Milli marşın ıslıklanması ise ayrı bir saygısızlık. Fransa senin ezeli rakibin ya da düşmanın
mı? Alt tarafı bir spor müsabakası ya. Savaş mı bu? Bir
milli marşın nasıl ve hangi şartlarda yazıldığını/yazılmak zorunda
kaldığını iyi bilen bir milletin torunlarına yakışıyor mu bu hareket?
Maç sonunda ise galibiyeti kutlamak için Paris sokaklarına inen gurbetçilerin, Fransızlara karşı "hepiniz orospu çocuğusunuz" tezahüratı yapması da yine bize yakışan (!) bir başka hareketti. Ondan sonra "Avrupalılar bizi sevmiyor" diyorsunuz. Böyle saygısızca hareketler yapanı kim sevsin Allah aşkına? Biz bile bizi sevmiyoruz ki?
Gelelim dün geceye;
Euro 2020 elemeleri 4. maçı için İzlanda'ya giden A milli takımımız, önce havalimanında 2 saat bekletildi ; ardından da Corentin Siamang adlı bir Belçika vatandaşının Emre Belözoğlu'nun röportajı sırasında bulaşık fırçası uzatması, ülke genelinde büyük tepki çekti. Siyasi mağduriyet çıkartma çabası da işin içine girince İzlanda'ya nota vermeye kadar gitti iş.
İzlanda'yla defalarca kez milli maç yaptık. Bir kez bile bekletilme olayı yaşanmadı. İzlanda'nın sunduğu "Konya Havalimanı" bahanesi ise oldukça komik. Konyaspor, Uefa Avrupa Ligi'nde oynadığı tüm maçlara Konya'dan hareket ederek gitti ve gittikleri ülkelerde havalimanı kaynaklı bir sorun yaşamadılar.

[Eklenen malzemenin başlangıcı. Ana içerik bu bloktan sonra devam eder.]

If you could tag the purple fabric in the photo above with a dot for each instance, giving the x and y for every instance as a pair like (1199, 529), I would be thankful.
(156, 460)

Fırça uzatan troll şahsın, başka videolarda da fırçayı
kendisine mikrofon gibi tutup konuştuğu görülüyor. Aslında gülüp
geçilecek bir olay ama takımın havalimanında 2 saat boyunca çeşitli bahaneler sunularak bekletilmesi sonrasında bunun yaşanması, basit bir şakanın büyümesine yol açtı. Fransa
milli marşının yuhlanmasının ve bunun Avrupa'da tepki çekmesinin ardından milli takımımızın başına bunların gelmesi tabii ki de
tesadüf değil. Misilleme.
2
gün önce Fransa'ya ve Fransızlara saygı göstermeyen insanımız, benzer
bir hareket bize yapıldığı için "terbiyesizler, asarız, keseriz, Çılgın Türkler
geliyor, ananızı laciverte boyayacağız bla bla bla" cümleleriyle tepki
gösteriyor. Türk insanının büyük bir kısmı, bu tarz durumlarda "aynı muamele bize yapılsa
ne olurdu?" diye düşünemiyor. Düşünebilselerdi ne futbolcularımız bekletilirdi, ne de bu fırçayı görmüş olurduk.
Saygı gösterirsen, saygı görürsün. Bu kadar basit.